From: "Ewan D. Milne" <emilne@xxxxxxxxxx>
The module unload path in scsi_debug was calling del_timer_sync() with the
queued_arr_lock held. The timer_intr_handler() function also takes this lock,
so if it executes as the timer is being removed, the kernel would deadlock.
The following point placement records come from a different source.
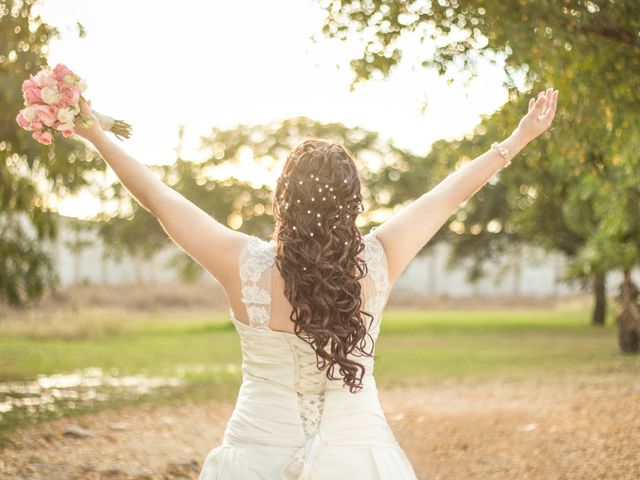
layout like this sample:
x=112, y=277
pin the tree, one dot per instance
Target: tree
x=588, y=49
x=29, y=171
x=238, y=204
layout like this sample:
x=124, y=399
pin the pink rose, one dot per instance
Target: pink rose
x=45, y=79
x=43, y=137
x=29, y=83
x=69, y=93
x=32, y=95
x=23, y=122
x=60, y=71
x=46, y=114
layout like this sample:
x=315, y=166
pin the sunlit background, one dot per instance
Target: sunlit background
x=203, y=64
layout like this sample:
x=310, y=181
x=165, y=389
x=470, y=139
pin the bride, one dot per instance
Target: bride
x=307, y=303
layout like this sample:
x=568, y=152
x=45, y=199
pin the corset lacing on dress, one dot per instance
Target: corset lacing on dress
x=310, y=384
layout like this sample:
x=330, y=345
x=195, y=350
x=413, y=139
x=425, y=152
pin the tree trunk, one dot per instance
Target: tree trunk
x=600, y=294
x=628, y=319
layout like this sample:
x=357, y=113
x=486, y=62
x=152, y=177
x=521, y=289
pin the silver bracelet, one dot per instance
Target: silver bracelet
x=504, y=153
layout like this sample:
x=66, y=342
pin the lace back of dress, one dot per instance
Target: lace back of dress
x=256, y=261
x=376, y=283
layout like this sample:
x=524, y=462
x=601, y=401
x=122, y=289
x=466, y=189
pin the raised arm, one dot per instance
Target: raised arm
x=406, y=232
x=213, y=245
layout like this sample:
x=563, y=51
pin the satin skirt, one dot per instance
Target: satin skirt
x=265, y=437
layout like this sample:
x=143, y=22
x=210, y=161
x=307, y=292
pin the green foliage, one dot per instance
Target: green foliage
x=576, y=189
x=30, y=172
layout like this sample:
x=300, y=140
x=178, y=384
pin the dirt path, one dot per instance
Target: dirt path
x=580, y=429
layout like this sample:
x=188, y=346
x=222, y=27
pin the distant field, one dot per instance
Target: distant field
x=197, y=353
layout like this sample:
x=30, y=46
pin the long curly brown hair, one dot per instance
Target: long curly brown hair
x=316, y=203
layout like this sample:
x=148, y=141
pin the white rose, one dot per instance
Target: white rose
x=29, y=114
x=50, y=95
x=66, y=115
x=65, y=126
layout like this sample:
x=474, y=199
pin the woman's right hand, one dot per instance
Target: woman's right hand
x=540, y=114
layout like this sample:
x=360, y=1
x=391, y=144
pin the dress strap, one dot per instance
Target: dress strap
x=377, y=267
x=255, y=261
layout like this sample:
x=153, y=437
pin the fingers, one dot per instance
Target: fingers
x=552, y=108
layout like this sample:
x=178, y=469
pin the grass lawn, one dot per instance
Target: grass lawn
x=202, y=350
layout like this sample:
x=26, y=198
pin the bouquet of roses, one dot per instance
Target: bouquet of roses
x=52, y=104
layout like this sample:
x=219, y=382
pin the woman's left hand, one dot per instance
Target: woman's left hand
x=86, y=124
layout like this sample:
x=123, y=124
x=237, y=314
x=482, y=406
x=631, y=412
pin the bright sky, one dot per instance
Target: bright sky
x=221, y=63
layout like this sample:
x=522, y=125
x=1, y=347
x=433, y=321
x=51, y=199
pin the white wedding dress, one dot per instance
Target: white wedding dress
x=290, y=421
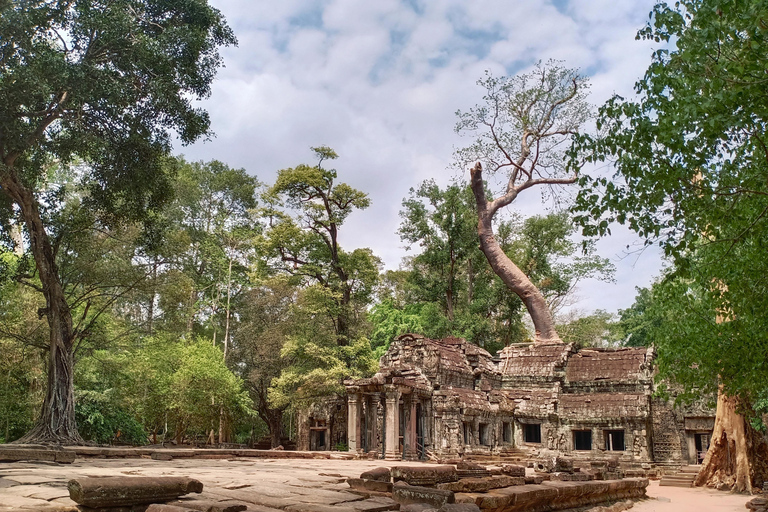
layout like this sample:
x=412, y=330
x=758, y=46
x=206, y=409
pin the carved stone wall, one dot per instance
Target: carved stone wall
x=590, y=403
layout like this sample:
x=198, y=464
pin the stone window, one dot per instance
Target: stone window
x=506, y=432
x=485, y=438
x=614, y=440
x=582, y=439
x=532, y=433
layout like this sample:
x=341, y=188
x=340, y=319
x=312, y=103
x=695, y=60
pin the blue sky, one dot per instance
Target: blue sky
x=380, y=82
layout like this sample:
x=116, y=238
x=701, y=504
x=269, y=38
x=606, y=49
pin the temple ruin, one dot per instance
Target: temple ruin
x=449, y=398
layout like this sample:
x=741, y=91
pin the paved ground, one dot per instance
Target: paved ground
x=269, y=484
x=677, y=499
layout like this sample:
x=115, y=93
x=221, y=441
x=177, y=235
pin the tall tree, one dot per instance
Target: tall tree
x=690, y=158
x=448, y=288
x=106, y=83
x=305, y=211
x=521, y=131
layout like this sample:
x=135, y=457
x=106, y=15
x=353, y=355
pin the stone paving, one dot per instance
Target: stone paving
x=267, y=485
x=293, y=485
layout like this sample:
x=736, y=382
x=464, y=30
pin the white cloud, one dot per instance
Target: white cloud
x=380, y=82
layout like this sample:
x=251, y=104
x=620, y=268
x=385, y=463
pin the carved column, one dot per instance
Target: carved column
x=372, y=406
x=353, y=421
x=391, y=448
x=409, y=436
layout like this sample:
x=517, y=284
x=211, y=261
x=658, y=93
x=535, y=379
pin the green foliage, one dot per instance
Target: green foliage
x=202, y=386
x=324, y=339
x=635, y=325
x=690, y=175
x=100, y=420
x=448, y=288
x=594, y=330
x=317, y=364
x=105, y=83
x=523, y=122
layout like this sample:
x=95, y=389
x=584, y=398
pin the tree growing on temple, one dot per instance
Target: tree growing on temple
x=104, y=84
x=522, y=131
x=690, y=158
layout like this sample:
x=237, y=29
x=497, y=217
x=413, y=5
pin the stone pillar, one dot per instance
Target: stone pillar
x=373, y=422
x=392, y=414
x=353, y=421
x=409, y=436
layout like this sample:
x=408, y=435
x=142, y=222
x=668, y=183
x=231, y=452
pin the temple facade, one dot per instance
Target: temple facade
x=449, y=398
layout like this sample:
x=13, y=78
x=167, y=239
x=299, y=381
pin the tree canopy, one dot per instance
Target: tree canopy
x=690, y=159
x=102, y=84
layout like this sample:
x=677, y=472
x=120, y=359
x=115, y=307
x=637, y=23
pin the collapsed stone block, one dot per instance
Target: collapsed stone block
x=369, y=485
x=405, y=494
x=459, y=507
x=168, y=508
x=121, y=491
x=534, y=479
x=417, y=507
x=513, y=470
x=378, y=474
x=757, y=504
x=424, y=475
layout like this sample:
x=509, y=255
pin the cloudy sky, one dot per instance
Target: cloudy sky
x=380, y=82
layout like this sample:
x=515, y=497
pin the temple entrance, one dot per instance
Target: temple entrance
x=701, y=441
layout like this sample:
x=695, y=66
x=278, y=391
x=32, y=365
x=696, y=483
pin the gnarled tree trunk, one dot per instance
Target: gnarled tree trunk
x=56, y=423
x=505, y=268
x=737, y=458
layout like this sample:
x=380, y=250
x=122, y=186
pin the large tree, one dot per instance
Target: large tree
x=522, y=131
x=448, y=288
x=691, y=161
x=105, y=83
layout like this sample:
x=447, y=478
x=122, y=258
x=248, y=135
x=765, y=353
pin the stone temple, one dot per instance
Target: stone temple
x=449, y=398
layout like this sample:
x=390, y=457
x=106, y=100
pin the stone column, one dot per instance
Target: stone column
x=409, y=436
x=373, y=423
x=391, y=448
x=353, y=421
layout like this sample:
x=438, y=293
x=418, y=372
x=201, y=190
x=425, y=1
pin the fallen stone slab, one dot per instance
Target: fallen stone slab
x=551, y=496
x=757, y=504
x=16, y=454
x=482, y=484
x=317, y=507
x=417, y=507
x=209, y=506
x=123, y=491
x=168, y=508
x=424, y=475
x=405, y=494
x=513, y=470
x=378, y=474
x=459, y=507
x=369, y=485
x=374, y=505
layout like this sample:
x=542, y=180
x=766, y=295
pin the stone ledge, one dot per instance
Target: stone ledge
x=555, y=495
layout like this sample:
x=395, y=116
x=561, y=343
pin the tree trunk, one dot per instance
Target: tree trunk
x=505, y=268
x=737, y=458
x=56, y=423
x=276, y=427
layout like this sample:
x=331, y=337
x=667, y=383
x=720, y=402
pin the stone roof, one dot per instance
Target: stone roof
x=576, y=406
x=608, y=365
x=531, y=401
x=534, y=360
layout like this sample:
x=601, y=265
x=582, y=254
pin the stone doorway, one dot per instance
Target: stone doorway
x=701, y=442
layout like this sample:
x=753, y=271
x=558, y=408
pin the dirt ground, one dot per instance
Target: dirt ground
x=677, y=499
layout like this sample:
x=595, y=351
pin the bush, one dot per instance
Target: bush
x=100, y=421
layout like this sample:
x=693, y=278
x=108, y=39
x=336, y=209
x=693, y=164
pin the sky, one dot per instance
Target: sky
x=380, y=83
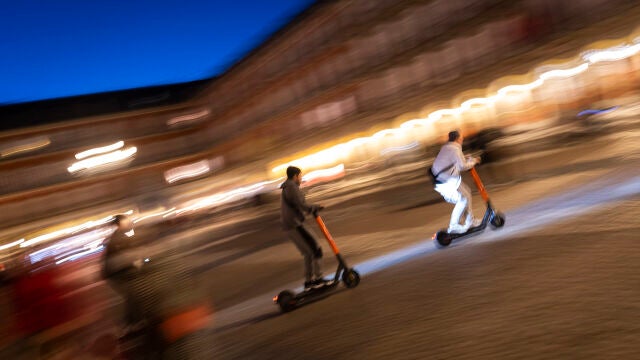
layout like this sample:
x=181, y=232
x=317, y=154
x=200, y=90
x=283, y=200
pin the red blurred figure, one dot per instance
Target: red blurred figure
x=39, y=298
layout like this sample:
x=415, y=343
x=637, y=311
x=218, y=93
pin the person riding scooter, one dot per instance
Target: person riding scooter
x=446, y=170
x=293, y=210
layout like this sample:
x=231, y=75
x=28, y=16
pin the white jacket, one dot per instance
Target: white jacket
x=451, y=154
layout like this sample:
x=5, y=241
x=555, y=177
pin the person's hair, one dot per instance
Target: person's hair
x=292, y=171
x=454, y=135
x=119, y=218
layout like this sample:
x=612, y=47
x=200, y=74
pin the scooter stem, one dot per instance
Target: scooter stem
x=327, y=235
x=479, y=184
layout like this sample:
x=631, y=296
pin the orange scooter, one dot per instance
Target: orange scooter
x=288, y=300
x=491, y=216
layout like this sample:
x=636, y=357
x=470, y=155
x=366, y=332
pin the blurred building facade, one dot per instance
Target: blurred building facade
x=338, y=69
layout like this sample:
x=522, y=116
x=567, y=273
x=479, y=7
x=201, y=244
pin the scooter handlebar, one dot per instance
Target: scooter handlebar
x=316, y=209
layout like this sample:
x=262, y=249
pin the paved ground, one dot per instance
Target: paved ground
x=558, y=281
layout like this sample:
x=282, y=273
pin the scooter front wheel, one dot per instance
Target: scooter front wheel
x=351, y=278
x=443, y=238
x=286, y=301
x=498, y=220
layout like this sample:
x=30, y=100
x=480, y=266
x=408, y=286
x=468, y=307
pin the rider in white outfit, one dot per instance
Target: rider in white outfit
x=446, y=168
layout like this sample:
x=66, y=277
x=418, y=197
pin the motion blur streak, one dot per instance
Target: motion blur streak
x=188, y=118
x=187, y=171
x=101, y=160
x=162, y=213
x=100, y=150
x=339, y=152
x=30, y=145
x=12, y=244
x=66, y=231
x=325, y=174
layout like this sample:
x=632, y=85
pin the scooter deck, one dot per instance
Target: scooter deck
x=316, y=291
x=289, y=301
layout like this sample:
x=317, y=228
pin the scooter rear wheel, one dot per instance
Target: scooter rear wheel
x=351, y=278
x=498, y=220
x=286, y=301
x=443, y=238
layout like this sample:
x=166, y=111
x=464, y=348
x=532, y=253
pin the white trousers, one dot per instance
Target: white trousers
x=460, y=195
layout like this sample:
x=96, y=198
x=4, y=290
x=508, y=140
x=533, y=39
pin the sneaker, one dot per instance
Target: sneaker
x=457, y=229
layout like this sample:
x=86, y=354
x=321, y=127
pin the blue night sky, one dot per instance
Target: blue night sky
x=59, y=48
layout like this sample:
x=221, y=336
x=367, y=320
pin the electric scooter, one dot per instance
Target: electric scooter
x=491, y=216
x=288, y=300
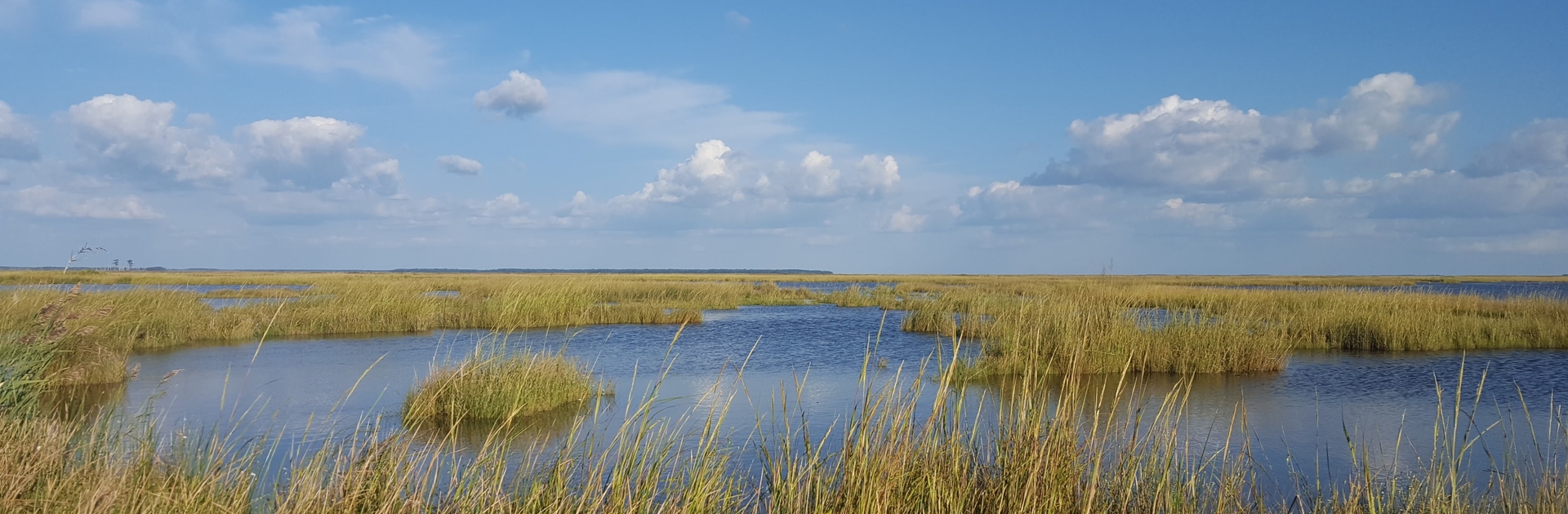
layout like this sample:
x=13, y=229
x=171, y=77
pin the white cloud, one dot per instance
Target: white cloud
x=739, y=20
x=1539, y=243
x=720, y=187
x=634, y=107
x=1213, y=148
x=506, y=204
x=1203, y=215
x=132, y=135
x=518, y=96
x=460, y=165
x=879, y=176
x=1431, y=143
x=1426, y=193
x=705, y=179
x=51, y=202
x=109, y=15
x=18, y=138
x=903, y=219
x=1540, y=146
x=15, y=13
x=1022, y=206
x=816, y=179
x=315, y=153
x=298, y=38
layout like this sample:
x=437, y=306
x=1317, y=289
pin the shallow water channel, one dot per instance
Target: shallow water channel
x=1298, y=417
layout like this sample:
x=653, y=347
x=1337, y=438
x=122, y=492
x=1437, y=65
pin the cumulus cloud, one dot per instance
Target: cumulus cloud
x=460, y=165
x=51, y=202
x=298, y=38
x=18, y=138
x=1021, y=206
x=717, y=185
x=1215, y=149
x=1203, y=215
x=706, y=179
x=877, y=176
x=1539, y=243
x=1540, y=148
x=634, y=107
x=109, y=15
x=15, y=11
x=518, y=96
x=315, y=153
x=1426, y=193
x=132, y=135
x=903, y=219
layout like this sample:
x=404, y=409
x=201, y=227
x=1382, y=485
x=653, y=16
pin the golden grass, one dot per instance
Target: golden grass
x=1054, y=323
x=497, y=386
x=1051, y=445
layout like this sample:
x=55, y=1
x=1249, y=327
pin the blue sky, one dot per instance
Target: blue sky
x=1314, y=138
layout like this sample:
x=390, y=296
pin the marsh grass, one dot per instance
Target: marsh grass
x=1215, y=325
x=497, y=386
x=1043, y=444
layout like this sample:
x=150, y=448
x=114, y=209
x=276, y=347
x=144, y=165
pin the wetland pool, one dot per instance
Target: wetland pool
x=1298, y=417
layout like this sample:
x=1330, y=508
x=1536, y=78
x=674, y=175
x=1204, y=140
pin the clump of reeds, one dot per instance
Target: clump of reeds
x=52, y=466
x=499, y=386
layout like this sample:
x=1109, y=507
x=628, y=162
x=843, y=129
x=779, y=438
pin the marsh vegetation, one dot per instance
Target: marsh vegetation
x=1065, y=422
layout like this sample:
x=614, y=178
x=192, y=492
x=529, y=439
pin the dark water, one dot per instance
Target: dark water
x=162, y=287
x=1498, y=290
x=291, y=384
x=833, y=287
x=1295, y=417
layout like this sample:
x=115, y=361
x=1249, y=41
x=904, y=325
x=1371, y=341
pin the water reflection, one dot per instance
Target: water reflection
x=80, y=401
x=811, y=357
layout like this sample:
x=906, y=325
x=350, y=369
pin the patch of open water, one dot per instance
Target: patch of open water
x=1298, y=415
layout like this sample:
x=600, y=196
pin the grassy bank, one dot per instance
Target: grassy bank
x=496, y=386
x=1049, y=323
x=1097, y=326
x=1053, y=445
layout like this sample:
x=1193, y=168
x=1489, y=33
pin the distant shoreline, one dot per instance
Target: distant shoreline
x=461, y=270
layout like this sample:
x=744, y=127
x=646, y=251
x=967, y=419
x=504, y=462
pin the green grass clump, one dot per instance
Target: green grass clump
x=494, y=386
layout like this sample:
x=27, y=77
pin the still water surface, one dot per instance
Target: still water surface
x=1295, y=417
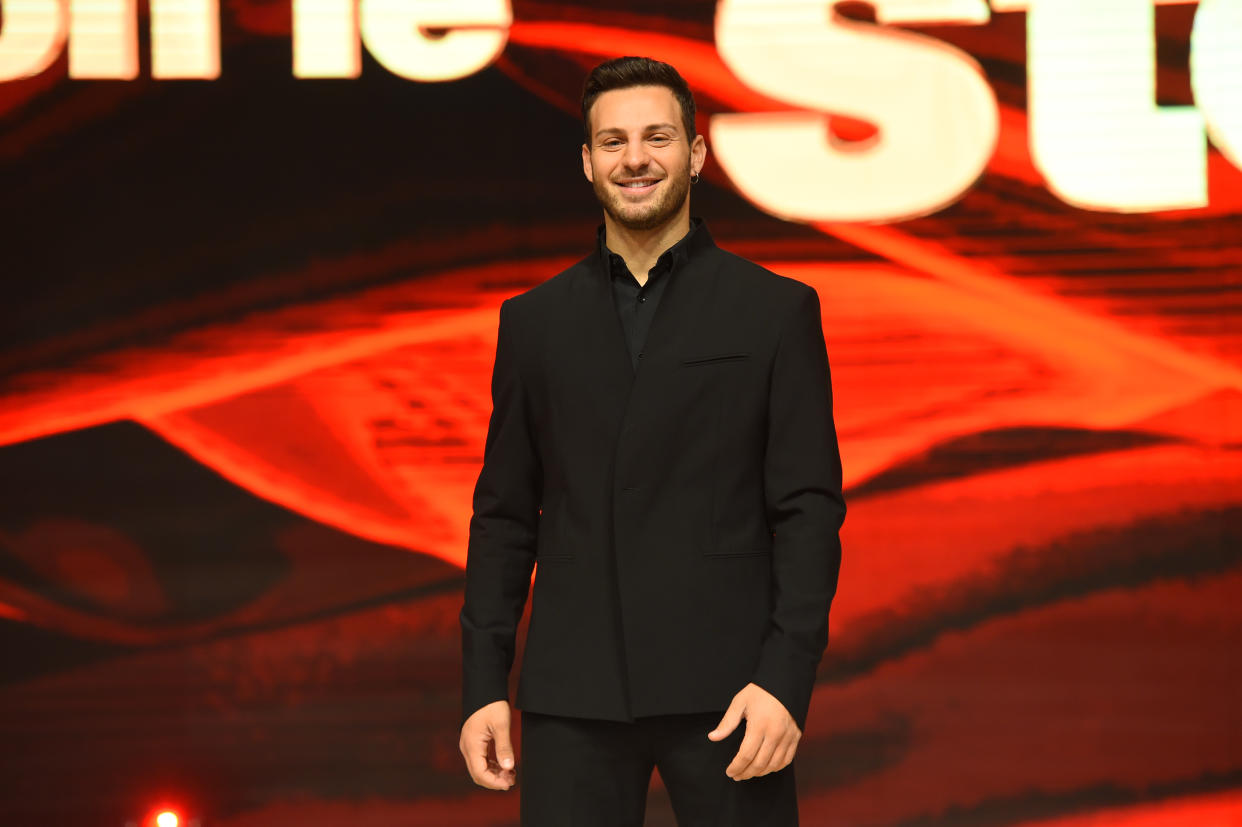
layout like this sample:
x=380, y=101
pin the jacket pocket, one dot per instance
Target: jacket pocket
x=748, y=548
x=550, y=543
x=714, y=358
x=739, y=553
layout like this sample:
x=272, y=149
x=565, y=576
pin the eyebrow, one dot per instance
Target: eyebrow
x=652, y=127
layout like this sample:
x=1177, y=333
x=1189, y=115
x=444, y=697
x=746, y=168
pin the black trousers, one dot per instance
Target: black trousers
x=584, y=772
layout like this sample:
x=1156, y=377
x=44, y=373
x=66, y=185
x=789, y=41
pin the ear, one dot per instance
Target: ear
x=698, y=153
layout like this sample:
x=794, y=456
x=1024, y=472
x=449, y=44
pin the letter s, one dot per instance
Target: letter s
x=935, y=111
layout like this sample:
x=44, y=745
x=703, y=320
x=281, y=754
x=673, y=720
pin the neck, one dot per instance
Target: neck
x=641, y=248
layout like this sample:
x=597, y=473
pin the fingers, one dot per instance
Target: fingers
x=747, y=751
x=729, y=723
x=488, y=750
x=503, y=745
x=771, y=749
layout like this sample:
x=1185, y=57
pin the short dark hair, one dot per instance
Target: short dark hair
x=625, y=72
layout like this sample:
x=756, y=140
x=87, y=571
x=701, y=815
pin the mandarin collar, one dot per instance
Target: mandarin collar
x=694, y=240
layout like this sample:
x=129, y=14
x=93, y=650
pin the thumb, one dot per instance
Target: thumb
x=729, y=723
x=503, y=746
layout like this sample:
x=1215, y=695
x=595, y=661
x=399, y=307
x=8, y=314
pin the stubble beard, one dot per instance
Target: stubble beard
x=677, y=188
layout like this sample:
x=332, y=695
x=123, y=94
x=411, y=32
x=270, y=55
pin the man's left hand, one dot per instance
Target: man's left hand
x=771, y=735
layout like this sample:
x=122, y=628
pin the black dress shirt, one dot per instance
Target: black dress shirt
x=636, y=303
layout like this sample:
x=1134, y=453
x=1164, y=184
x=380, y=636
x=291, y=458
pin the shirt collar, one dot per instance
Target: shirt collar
x=672, y=258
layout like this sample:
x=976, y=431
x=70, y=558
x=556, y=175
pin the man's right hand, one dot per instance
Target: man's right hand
x=487, y=748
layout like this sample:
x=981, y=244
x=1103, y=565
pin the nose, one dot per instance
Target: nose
x=636, y=154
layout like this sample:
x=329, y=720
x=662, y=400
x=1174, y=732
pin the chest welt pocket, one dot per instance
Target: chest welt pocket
x=717, y=358
x=550, y=544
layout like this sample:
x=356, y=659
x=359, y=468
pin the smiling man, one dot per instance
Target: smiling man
x=662, y=446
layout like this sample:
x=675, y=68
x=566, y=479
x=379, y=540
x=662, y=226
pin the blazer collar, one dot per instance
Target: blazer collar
x=600, y=327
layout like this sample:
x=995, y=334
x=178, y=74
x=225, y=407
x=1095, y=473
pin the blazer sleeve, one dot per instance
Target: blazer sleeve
x=805, y=509
x=503, y=528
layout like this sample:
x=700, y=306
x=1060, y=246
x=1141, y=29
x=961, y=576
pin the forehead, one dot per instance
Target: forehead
x=635, y=108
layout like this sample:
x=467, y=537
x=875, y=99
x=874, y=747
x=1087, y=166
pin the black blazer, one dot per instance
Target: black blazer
x=684, y=515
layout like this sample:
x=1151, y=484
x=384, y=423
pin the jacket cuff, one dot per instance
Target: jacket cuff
x=789, y=676
x=480, y=691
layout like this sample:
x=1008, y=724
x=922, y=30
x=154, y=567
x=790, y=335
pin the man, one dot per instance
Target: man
x=661, y=443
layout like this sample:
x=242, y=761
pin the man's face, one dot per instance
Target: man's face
x=639, y=158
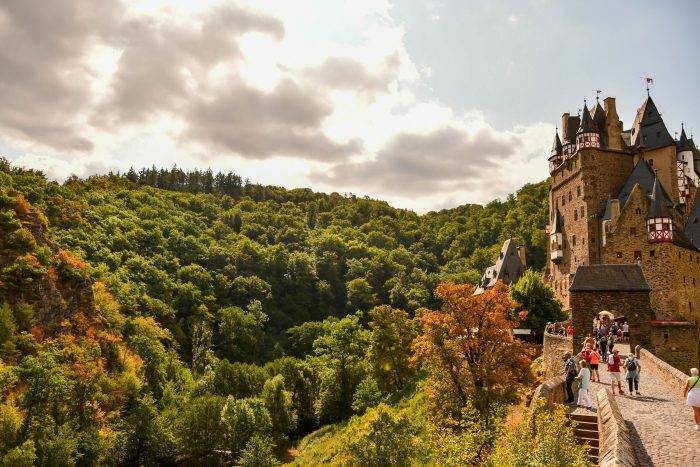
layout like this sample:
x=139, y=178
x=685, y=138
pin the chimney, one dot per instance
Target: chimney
x=614, y=209
x=521, y=255
x=613, y=125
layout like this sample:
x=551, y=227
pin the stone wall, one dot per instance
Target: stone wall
x=676, y=343
x=553, y=350
x=615, y=442
x=673, y=377
x=633, y=305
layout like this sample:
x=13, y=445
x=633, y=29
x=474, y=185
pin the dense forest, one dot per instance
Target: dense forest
x=166, y=317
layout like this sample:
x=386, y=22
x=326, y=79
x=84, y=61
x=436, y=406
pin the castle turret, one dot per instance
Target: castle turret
x=613, y=125
x=556, y=154
x=587, y=135
x=659, y=220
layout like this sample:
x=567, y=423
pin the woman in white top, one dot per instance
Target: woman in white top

Also changed to complete all queued commands if scsi_debug is unloaded instead
of discarding them, because the requests would eventually timeout after the
module was gone.
Signed-off-by: Ewan D. Milne <emilne@xxxxxxxxxx>
---
drivers/scsi/scsi_debug.c | 14 ++++++++++++++
1 file changed, 14 insertions(+)
diff --git a/drivers/scsi/scsi_debug.c b/drivers/scsi/scsi_debug.c
index 182d5a5..f10c1a9 100644
--- a/drivers/scsi/scsi_debug.c
+++ b/drivers/scsi/scsi_debug.c
@@ -2483,8 +2483,15 @@ static int stop_queued_cmnd(struct scsi_cmnd *cmnd)
for (k = 0; k < scsi_debug_max_queue; ++k) {
sqcp = &queued_arr[k];
if (sqcp->in_use && (cmnd == sqcp->a_cmnd)) {
+ spin_unlock_irqrestore(&queued_arr_lock, iflags);
del_timer_sync(&sqcp->cmnd_timer);
+ spin_lock_irqsave(&queued_arr_lock, iflags);
sqcp->in_use = 0;
+ if (sqcp->done_funct) {
+ sqcp->a_cmnd->result = sqcp->scsi_result;
+ sqcp->done_funct(sqcp->a_cmnd);
+ }
+ sqcp->done_funct = NULL;
sqcp->a_cmnd = NULL;
break;
}
@@ -2504,8 +2511,15 @@ static void stop_all_queued(void)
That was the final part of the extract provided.